Unless maybe the muscle is replenishing glycogen stores after the new fibers have expanded some.. ?

 

[same_old]

OUR time slots should be altered (abbrevieated) some for these compounds because:
-We are "trained" individules, this isnt a one time muscle trauma
-Were are expressing much higher levels of MGF when we do Exogenous administration.
-Our diets are more tuned to muscle repair then "normal" people.
-We are not rats. (well, most of us arn't anywyas :twisted: )

LMD's 2-day post-WO window for proliferation is about what i was thinking earlier....of course we are guessing - none of the factors you listed will necessarily shorten our recovery times (plus i would expect there to be alot of variation among us)

Also, if our more rapid recovery corolates with an incline of IGF, then our "prolifferation" periods would be reduced as well,.. to only 24 hours perhaps.
Hence the pre-workout injection. That was my thinking about it as well

i am personally still not sold on the pre-WO injection, at least not more than an hour beforehand. i get your point, about priming for myogenesis and culling available myoblasts, but you're going to bring them in and THEN damage the muscle and that's not at all what the body does naturally. i dont know if the fresh myoblasts would survive the damage...nor do i see a way to find out.

 

[xtraflossy]

I hear ya about the never being able to find out if the neculi will be destroyed or not durring the workout... I wouldnt think so. (just based on that the neculi themselves wont be involved for the workload. plus, I have had damaged body parts that have had to endure more damage the next day,.. If the process of proliferation is to facilitate in restoration of the muscle, I dont see the body allowing those building blocks (neculi) to be destroyed. An example would be starting a new hard labor job. If you have to carry things all day, every day, ...and tuesday's workload destroyed Monday's neculi, you would really never be able to repair,.. much less adapt to that demand. ... just my thoughts)

That aside,
Yes, (to the part about " but you're going to bring them in and THEN damage the muscle and that's not at all what the body does naturally")
I know thats not the natural cycle of things,.. but, technically speeking, the body doesnt have a way to "predict" or anticipate tissue damage, beyond adaptation.. but WE know when were going to tear it up! :hammer: SO, I guess it could be looked at as a way to give the body a "heads up".
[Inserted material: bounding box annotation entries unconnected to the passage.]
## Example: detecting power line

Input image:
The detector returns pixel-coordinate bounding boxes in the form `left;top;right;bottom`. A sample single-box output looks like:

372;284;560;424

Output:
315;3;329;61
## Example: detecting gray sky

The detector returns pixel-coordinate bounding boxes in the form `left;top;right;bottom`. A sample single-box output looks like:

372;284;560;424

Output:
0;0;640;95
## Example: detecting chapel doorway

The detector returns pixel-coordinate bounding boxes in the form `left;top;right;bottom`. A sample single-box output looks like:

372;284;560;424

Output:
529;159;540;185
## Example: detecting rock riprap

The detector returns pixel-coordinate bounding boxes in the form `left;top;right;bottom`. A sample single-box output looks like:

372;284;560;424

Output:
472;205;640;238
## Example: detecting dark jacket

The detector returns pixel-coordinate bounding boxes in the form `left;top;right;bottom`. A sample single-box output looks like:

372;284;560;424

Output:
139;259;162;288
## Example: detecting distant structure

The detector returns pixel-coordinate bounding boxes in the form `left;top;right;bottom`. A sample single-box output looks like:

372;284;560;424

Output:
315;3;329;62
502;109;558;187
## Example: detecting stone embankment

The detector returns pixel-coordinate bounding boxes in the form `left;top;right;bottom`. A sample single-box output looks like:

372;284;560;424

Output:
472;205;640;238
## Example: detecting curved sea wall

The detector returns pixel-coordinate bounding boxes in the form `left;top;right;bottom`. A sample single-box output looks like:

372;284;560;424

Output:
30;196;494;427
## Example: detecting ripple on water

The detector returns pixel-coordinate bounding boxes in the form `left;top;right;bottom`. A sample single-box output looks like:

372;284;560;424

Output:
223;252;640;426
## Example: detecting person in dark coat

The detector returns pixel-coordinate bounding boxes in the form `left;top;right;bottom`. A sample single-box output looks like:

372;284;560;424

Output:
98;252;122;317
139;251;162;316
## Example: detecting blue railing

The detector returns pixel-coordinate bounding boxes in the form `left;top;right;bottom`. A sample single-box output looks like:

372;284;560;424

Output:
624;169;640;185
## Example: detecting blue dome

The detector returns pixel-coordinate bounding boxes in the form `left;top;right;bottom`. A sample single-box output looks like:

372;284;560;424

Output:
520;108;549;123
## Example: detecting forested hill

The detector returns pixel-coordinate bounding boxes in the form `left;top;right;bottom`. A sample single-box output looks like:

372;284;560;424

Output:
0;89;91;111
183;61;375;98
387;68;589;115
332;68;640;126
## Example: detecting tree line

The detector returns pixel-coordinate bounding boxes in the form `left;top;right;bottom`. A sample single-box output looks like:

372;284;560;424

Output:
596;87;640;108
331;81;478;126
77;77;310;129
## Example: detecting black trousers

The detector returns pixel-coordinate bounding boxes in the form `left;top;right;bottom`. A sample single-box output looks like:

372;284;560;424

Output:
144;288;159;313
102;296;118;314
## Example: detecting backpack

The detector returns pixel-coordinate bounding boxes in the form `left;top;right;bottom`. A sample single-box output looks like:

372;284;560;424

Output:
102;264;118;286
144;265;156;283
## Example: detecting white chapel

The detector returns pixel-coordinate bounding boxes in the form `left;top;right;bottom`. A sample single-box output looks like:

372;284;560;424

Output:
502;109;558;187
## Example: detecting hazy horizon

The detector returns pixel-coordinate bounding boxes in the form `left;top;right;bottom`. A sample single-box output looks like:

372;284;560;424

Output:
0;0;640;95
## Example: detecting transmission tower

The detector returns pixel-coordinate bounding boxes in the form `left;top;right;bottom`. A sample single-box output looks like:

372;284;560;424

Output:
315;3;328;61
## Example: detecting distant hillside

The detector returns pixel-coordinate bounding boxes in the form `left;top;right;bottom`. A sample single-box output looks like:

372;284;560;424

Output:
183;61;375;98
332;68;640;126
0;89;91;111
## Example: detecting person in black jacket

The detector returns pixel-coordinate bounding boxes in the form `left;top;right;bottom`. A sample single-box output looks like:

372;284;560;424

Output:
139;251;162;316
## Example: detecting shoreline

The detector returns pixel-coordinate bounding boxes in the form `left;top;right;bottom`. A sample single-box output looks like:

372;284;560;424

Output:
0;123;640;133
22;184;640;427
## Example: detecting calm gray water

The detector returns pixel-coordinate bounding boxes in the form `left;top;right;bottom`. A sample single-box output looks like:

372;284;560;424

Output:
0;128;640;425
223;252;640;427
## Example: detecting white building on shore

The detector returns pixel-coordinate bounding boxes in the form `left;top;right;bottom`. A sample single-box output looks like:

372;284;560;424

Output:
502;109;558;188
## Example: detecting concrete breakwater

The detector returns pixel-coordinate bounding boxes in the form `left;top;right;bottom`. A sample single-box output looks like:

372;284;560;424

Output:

(that last part sounded retarded to me,.. If I can think of a way to be more clear I will come back and edit this.)

Anyways,. Im not tring to sell ya on the Pre-W/O shot, .. I just noticed a big difference in my recovery time when I did it that way compared to post workout only.

 

[anabolicandre]

In reference to the pre w/o shot, isnt that what its all about tricking the body out of homeostatisis?? Finding new ways to get the body to grow??

 

[xtraflossy]

That would be the core principel in exogenous administration outside of HRT.